The special fund announced by the finance minister could face some challenges due to its structuring, said private equity fund managers and consultants Business Standard spoke to.

Srini Sriniwasan, managing director at Kotak Investment Advisors, said although the government has the right intentions, the devil is in the detail.

“The positive net-worth criteria are a non-starter. There is a risk of insolvency laws not recognising rescue-financing as senior debt in the waterfall. Further, unconventional interpretation by the court of law puts this fund at risk, too. Unless insolvency laws are amended, this will be a case of good money after bad,” Sriniwasan said.

In waterfall structures, senior debt providers get principal and interest first from borrowers, and subordinate lenders afterwards.

Said Sharad Mittal, executive director and chief executive at Motilal Oswal Real Estate: “When an investor comes in last-mile financing, he wants preference in waterfall… If that project goes to the National Company Law Tribunal, the investor does not get any preference. That is a challenge with this fund.”

A chief executive of PE fund who did not want to be quoted said it would take six to eight months to close the fund and start disbursing. 

“Since the new fund would give senior debt, it would get first charge. After one or two years, money the earlier lender gets would be lesser than the principal and he has to take a haircut,” said the executive.
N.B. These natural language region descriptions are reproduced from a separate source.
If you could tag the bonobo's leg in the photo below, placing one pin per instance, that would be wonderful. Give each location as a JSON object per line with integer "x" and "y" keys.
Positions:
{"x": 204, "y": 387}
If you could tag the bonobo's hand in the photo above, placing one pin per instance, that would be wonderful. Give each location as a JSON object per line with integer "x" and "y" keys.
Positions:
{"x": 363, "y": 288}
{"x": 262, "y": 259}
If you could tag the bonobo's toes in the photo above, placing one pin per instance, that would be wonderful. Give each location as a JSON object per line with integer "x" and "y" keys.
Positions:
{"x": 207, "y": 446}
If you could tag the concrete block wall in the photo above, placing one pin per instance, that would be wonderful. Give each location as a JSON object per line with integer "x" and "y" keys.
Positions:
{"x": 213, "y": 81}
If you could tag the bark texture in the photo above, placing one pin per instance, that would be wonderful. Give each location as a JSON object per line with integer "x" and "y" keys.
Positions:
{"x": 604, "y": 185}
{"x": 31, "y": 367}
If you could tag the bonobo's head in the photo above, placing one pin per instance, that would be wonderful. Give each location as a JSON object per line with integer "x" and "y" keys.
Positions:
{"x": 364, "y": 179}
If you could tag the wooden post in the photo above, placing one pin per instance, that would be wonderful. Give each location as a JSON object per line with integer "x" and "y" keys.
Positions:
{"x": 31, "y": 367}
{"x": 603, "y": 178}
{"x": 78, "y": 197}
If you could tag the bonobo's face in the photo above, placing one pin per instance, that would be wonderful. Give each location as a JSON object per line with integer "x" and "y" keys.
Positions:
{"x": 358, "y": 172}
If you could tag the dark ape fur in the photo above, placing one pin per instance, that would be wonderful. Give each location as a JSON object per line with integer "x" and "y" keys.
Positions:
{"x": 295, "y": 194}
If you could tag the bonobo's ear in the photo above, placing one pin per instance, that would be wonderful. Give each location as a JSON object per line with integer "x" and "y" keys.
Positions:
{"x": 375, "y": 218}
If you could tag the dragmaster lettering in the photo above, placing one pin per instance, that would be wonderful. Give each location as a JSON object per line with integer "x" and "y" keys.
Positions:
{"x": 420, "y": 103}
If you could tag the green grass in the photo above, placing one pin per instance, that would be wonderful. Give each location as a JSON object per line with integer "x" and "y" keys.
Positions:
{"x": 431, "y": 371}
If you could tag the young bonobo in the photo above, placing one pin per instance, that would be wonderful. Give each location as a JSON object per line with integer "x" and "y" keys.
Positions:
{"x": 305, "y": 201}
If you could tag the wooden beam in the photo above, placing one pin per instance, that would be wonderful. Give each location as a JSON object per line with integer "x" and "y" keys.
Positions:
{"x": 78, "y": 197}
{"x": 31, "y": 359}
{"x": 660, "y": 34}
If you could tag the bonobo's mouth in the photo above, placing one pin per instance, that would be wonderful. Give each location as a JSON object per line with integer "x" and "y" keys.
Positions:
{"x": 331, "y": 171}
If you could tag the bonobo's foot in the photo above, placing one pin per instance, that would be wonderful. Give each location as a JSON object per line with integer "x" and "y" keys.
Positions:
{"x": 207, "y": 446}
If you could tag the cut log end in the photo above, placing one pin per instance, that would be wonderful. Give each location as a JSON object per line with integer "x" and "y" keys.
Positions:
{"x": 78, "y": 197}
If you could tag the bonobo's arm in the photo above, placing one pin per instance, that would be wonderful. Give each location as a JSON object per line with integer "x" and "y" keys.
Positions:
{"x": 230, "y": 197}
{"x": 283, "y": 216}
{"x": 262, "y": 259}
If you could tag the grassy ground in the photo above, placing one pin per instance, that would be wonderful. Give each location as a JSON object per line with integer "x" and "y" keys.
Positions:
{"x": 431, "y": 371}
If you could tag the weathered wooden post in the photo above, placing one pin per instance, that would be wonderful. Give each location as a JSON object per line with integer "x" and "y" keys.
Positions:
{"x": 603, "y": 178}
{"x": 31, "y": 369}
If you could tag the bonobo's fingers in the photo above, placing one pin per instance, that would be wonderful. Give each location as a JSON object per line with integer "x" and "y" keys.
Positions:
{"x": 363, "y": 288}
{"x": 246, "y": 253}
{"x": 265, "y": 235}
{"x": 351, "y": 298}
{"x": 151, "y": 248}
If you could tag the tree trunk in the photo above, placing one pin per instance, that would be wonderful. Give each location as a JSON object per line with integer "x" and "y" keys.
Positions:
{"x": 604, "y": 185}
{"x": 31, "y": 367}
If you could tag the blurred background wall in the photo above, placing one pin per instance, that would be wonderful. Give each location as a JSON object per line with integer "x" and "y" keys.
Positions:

Added Sunil Rohokale, chief executive and managing director at ASK Investment Managers: “The fund aims to hand over to projects to customers. It’s for other stakeholders, not for developers,” he said.

Kotak’s Srinivaswan added that most of the property projects are housed in special purpose vehicles (SPVs) and these SPVs tend to have very thin capital structures. “So it’s easy for them to lose their net worth. Therefore, I am not sure whether that condition is a concurrent condition applicable on all projects or it is just one-off...,” said Sriniwasan.

He said there has to be sufficient cash flow available between the sold and unsold inventory for this money to go in and get its desired returns, he added.